Advertisement
Advertisement

Bilingualism helps boost brain power and hearing

Nei ho, bonjour, konnichiwa, shalom, annyong, hello. Speaking more than one language not only breaks down communication barriers, but a new study has found biological evidence that bilingualism also improves hearing and enhances attention and working memory.

Published yesterday in the Proceedings of the National Academy of Sciences, the Northwestern University study zoomed in on the auditory regions beneath the brain's cortex that are bathed with input from cognitive brain areas. It was found that the experience of bilingualism changes how the nervous system responds to sound.

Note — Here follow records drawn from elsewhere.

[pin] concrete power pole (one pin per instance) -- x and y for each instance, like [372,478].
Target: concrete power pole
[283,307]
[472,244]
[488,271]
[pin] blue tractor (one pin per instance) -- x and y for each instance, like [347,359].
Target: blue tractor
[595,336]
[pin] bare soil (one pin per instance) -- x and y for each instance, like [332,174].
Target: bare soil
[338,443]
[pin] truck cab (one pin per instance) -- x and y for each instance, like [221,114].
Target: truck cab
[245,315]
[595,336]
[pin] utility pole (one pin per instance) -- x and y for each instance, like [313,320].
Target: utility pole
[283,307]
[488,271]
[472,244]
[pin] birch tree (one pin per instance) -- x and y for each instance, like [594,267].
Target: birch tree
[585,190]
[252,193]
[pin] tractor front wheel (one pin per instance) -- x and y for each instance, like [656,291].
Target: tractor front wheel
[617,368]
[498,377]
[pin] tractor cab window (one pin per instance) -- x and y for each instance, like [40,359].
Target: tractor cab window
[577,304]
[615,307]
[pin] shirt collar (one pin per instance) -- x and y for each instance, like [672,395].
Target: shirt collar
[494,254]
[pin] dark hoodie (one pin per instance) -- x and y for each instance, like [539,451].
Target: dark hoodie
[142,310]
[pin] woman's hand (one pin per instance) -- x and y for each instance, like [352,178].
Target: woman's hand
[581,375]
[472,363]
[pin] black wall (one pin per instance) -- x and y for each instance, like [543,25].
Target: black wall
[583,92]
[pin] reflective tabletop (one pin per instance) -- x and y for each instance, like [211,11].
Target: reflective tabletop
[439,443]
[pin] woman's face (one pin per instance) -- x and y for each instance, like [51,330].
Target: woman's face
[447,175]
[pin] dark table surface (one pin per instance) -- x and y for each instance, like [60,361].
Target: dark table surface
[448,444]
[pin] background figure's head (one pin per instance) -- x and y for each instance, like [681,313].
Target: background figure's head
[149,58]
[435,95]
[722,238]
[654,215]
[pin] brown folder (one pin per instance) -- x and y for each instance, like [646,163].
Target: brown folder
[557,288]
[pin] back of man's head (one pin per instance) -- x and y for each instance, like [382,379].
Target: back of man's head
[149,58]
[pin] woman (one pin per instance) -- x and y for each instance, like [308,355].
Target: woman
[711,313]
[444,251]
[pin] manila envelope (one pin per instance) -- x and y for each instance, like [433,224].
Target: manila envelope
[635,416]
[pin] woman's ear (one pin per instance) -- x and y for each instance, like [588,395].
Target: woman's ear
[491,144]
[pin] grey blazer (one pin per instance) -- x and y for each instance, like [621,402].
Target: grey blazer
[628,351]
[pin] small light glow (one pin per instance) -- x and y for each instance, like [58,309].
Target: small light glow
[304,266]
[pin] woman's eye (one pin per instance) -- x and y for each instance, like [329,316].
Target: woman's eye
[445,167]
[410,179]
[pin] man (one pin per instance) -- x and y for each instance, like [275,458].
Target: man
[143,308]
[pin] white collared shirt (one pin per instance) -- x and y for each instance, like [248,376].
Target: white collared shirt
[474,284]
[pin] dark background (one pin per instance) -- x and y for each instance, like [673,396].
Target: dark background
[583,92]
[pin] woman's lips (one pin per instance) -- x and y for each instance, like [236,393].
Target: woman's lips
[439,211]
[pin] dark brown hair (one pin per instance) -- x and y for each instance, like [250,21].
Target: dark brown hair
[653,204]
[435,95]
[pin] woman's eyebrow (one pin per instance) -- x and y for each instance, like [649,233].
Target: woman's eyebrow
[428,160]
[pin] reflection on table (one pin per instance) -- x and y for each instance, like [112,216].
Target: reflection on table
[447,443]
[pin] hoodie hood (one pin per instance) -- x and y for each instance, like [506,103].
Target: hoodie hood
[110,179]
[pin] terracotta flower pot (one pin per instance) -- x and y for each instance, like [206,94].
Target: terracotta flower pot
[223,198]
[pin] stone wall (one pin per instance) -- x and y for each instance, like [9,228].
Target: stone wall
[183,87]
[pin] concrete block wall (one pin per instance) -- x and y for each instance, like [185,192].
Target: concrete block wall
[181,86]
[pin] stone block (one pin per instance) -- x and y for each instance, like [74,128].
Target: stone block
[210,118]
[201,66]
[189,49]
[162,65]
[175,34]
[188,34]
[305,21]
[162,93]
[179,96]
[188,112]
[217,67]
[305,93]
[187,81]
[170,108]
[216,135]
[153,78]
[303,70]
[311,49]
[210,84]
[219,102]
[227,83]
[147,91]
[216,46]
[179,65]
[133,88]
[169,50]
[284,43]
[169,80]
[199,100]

'People do crossword puzzles and other activities to keep their minds sharp,' says Viorica Marian, professor of communication sciences in Northwestern's School of Communication. 'But the advantages we've discovered in dual language speakers come automatically simply from knowing and using two languages. It seems that the benefits of bilingualism are particularly powerful and broad, and include attention, inhibition and encoding of sound.'

Nina Kraus, an auditory neuroscientist, adds: 'Bilingualism serves as enrichment for the brain and has real consequences when it comes to executive function, specifically attention and working memory.'

The researchers recorded the brainstem responses to complex sounds in 23 bilingual English- and Spanish-speaking teenagers and 25 English-only-speaking teens as they heard speech sounds in two conditions.

Under a quiet condition, the groups responded similarly. But against a backdrop of background noise, the bilingual brains were significantly better at processing sound and paying greater attention to relevant versus irrelevant sounds.

'Bilinguals are natural jugglers,' says Marian. 'Rather than promoting linguistic confusion, bilingualism promotes improved 'inhibitory control', or the ability to pick out relevant speech sounds and ignore others.'

In future studies, the researchers will investigate whether these results can be achieved by learning a language later in life.